WD has his gait trainer as well as a switch, a big button he can use to do things like turn a page in a digital book or express a recorded phrase — both of which are expensive pieces of equipment that not everyone has access to. 

I also find myself grateful for surprising things, such as last year’s back pain and the resulting physical therapy — because now I know how to monitor my body and protect it while being the sole provider of care for a physically dependent boy who is over a third of my weight.

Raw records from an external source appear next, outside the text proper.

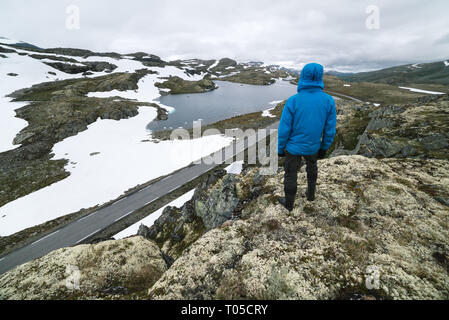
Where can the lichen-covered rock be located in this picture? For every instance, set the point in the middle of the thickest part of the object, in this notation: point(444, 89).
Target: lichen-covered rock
point(418, 130)
point(376, 229)
point(110, 269)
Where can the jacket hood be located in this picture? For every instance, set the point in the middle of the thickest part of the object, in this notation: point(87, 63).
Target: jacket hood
point(311, 77)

Or for all the times WD spent in the hospital with seizures or neurosurgery or aspiration pneumonia. None of those stays have been as long as a pandemic, but the conceptual pathway is there for how to upend life and live in a world of altered time and uncertainty.

But it’s not enough.

When WD’s school sent us creative, thoughtful websites like Paths to Literacy and Active Learning Space, I spiraled further still. WD and I could do activities like squishing water beads or painting with black light-sensitive paint. You know what I don’t have? Any of those things. I have other things, but should I have these specific things? What have I been doing with our time? Have I already been hindering his progress? This is not a helpful place to be.

Every day that the schools (rightly!) stay closed, every day that’s closer to summer is another day of potential growth or skills maintenance slipping away. And if I decide WD’s going to be OK for however long this goes on, does that make our school district right that these services are expendable or unnecessary? Does it make the members of Congress who wanted to include waiving IDEA in the stimulus bill right? Will that give them eventual leeway in the future for further limiting services or Extended School Year, the summer programming that helps mitigate skill loss?

These are the fears that consume me as we go through each day. What I want, instead, is to go back to cans instead of can’ts. I want to be focused on moments like Monday morning when WD nearly broke his face from smiling so hard when his teacher appeared on-screen for virtual circle time. I want him to continue to thrive.